Saturday, January 28, 2012

And So It Goes

In "Slaughterhouse 5", Chaplain's Assistant Billy Pilgrim is kidnapped by Tralfamadorians, extraterrestrial aliens who can see in four dimensions and have already seen every moment of their lives. While they cannot change anything about their destiny, they can choose to focus upon any moment in their lives. All time is fixed, but each moment is instantaneously accessible, which means each moment basically exists forever.
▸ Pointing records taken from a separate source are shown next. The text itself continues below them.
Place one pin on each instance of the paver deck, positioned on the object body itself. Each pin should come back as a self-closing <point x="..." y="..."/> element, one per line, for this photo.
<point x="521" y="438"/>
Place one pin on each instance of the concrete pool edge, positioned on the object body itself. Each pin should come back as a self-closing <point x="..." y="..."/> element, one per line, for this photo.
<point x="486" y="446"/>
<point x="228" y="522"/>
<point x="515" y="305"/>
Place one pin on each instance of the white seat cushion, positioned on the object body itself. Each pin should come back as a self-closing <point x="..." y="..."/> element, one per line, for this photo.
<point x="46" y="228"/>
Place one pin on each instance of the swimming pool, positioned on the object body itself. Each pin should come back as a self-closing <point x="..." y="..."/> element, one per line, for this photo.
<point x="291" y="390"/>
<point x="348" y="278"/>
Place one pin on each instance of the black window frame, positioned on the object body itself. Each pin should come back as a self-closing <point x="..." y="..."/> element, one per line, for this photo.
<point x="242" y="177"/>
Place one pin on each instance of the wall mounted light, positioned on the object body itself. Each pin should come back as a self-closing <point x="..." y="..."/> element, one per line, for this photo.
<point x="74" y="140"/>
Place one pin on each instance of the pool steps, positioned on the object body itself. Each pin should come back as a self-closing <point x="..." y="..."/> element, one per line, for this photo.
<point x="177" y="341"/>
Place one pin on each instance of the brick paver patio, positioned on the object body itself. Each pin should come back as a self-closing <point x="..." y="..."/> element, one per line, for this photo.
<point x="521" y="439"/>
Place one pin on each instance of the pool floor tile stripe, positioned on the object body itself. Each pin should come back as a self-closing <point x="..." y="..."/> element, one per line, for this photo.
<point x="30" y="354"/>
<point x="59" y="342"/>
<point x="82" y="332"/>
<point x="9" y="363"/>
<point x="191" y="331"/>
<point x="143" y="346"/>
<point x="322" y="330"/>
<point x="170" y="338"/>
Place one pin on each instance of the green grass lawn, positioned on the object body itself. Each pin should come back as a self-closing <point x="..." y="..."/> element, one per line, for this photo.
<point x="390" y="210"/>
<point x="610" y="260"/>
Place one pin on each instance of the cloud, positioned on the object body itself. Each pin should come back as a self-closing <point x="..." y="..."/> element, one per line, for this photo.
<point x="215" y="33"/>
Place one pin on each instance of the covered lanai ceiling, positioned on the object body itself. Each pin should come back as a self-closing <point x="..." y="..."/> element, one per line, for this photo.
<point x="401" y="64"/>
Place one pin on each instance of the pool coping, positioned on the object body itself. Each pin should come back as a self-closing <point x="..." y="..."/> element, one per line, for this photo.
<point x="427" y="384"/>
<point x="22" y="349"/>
As they do not understand free will, the concept of free will and change is hard for a Tralfamadorian to understand. They believe it to be a bizarre fiction of
Earth, where individuals who cannot see in four dimensions need an explanation to why things happen. In this scenario, there is little incentive to live life well (however you choose to define well), for as long as each life has a few good moments to re-visit eternally, you could be eternally content.

Billy latches on to this belief, and he becomes "unstuck in time", experiencing past and future events. As he "travels" backward and forward in time, he relives occasions of his life, including his death. Billy does not have the control these alien’s possess, as he can not control his time travel or choose to remember only what he wants to choose, and he relives happiness as much as he relives sadness. Without free will, there is no time wasted on blame, guilt or punishment. Billy accepts that things happen as they happen and does not blame anyone for what he experiences in the war, for the death of his wife, or for...anything.

While I am sure the
Tralfamadorians would disagree, our lives are a series of things, our minds playing a critical role in how our many experiences shape us. On the outside chance I won't run into any aliens who can teach me to focus for an eternity on one single thing, I choose to acknowledge I do not and cannot know what the future holds. We are who we are because of what we have done, intentionally or unintentionally, successfully or or through defeat. We attract and repel along the way, forces of physics and psychics, our most profound truths found unexpectedly through experience.

So it goes.

1 comment:

  1. Fred,
    Thank you for shining a light on a part of Slaughter House Five, another thought provoking work by the late great Kurt Vonnegut. It was a pleasure running into this in my computer travels.